Meetings have been held with business leaders and council members in Hayden, Craig and Steamboat, with the goal of soliciting feedback before plans went “too far down the road,” Spillane said.
“We’re going out of our way to do this slowly and to do this right,” he said.
Hofman said that future market research would determine how big the development would be and that the group is in the process of researching what the economic impact would be.
“The numbers that we have are very positive,” Spillane said. “We’re making sure we have the best info possible before we put it out there.”
Hofman said that the group is moving forward and that it envisions a project that would generate jobs, provide profit sharing for impacted communities and create more of a draw for tourism year-round.
“We don’t anticipate people looking at this and coming to this valley to gamble exclusively,” Spillane said. “This is something that will attract people in a way that other ski areas and other outdoor areas can’t do. It’s just an added benefit to what already exists.”
Hofman said the other men involved in the partnership are Hayden resident Dave Marin, Hayden developer Stefanus Nijsten and his business partner Bob Zibel. Nijsten and Zibel developed the Creek View project on the west side of Hayden, and Zibel owns a 187-acre parcel along Routt County Road 51A just northeast of YVRA.
Hofman said that the location by the airport makes sense because the airport needs a hotel and that a casino and entertainment venue would be a regional draw.

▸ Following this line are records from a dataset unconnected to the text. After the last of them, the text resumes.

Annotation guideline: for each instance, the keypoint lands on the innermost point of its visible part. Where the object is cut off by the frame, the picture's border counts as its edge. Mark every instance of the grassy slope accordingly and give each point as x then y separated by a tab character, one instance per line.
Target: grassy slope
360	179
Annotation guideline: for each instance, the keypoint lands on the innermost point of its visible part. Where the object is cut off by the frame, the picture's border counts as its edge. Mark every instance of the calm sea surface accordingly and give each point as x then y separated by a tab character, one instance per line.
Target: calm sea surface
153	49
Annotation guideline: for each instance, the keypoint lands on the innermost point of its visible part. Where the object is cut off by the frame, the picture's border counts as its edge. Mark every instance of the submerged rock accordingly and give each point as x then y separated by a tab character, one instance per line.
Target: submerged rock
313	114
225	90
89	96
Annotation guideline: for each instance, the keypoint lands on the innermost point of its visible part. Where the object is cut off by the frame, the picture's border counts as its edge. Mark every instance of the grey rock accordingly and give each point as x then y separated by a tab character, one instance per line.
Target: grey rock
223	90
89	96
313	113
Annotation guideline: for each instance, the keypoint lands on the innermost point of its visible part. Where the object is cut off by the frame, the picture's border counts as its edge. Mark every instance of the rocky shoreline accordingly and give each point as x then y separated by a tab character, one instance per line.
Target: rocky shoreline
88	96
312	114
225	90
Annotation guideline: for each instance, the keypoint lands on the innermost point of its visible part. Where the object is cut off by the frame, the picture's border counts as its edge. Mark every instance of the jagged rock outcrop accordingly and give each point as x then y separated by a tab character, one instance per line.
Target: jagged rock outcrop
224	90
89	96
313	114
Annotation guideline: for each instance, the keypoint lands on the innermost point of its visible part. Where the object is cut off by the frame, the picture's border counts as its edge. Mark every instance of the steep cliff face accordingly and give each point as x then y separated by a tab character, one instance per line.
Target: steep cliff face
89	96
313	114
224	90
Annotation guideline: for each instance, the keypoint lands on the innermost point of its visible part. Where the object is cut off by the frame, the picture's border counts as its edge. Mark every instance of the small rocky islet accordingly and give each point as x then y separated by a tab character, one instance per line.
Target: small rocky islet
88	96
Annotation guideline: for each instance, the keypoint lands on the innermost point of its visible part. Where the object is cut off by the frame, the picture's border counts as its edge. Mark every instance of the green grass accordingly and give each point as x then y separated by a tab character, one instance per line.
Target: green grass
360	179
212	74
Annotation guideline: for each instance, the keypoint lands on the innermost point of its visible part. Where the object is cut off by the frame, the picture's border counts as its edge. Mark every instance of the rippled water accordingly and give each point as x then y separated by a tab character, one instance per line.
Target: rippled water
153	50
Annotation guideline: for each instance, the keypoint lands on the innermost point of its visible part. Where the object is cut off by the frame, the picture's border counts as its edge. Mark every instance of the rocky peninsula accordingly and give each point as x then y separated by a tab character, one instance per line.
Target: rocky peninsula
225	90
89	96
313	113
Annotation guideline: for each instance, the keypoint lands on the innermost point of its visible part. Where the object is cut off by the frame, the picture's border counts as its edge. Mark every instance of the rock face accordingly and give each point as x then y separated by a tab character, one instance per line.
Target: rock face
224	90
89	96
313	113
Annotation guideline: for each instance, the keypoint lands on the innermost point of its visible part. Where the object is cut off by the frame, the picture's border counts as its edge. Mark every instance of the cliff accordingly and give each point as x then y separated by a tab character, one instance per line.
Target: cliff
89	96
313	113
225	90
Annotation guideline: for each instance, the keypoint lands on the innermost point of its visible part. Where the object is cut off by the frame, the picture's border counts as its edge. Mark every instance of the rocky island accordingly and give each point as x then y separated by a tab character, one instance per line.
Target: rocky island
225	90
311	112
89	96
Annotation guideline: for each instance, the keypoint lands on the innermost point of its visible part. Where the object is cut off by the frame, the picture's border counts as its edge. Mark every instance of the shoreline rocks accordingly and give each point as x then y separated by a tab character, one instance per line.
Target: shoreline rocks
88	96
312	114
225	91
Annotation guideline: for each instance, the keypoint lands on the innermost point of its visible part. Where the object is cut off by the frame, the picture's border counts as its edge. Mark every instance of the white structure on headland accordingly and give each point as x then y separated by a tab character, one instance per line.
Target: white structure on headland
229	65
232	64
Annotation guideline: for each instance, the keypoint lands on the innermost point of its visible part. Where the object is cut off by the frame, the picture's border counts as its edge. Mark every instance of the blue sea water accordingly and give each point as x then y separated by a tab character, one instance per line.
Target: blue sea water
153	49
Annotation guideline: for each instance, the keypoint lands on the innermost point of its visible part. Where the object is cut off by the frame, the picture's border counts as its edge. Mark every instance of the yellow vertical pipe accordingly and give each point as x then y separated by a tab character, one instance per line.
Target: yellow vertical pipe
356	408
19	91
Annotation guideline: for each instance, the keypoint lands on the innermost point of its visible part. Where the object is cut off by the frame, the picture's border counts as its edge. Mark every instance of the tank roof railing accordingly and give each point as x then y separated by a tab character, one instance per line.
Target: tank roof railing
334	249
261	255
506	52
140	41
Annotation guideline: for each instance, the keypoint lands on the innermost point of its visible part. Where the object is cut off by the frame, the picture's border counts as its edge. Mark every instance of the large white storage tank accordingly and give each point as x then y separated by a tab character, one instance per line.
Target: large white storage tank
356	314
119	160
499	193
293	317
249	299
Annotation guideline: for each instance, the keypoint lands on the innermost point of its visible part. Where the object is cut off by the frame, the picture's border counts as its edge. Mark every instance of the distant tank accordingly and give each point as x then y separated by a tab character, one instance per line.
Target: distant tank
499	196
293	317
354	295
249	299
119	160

“We see this as a piece of regional economic development,” Hofman said. “If it were to be just at the ski area, there would be the sense that it’s just about Steamboat, and it’s not. It’s about the valley.”
Hofman said recent regulatory changes make the possibility of building a casino more of a reality. He said the group needs to find an American Indian tribe that would own the casino and a firm to manage it. Gaining regulatory approval would be expensive, Hofman said, and the governor would have to sign off.
“We’re not going to ask our governor to support a project that our community doesn’t support,” Hofman said.
It could be two or more years before any building started, Hofman said.
Steamboat Springs City Council President Bart Kounovsky called the project interesting and said it was too early to say whether he would support it.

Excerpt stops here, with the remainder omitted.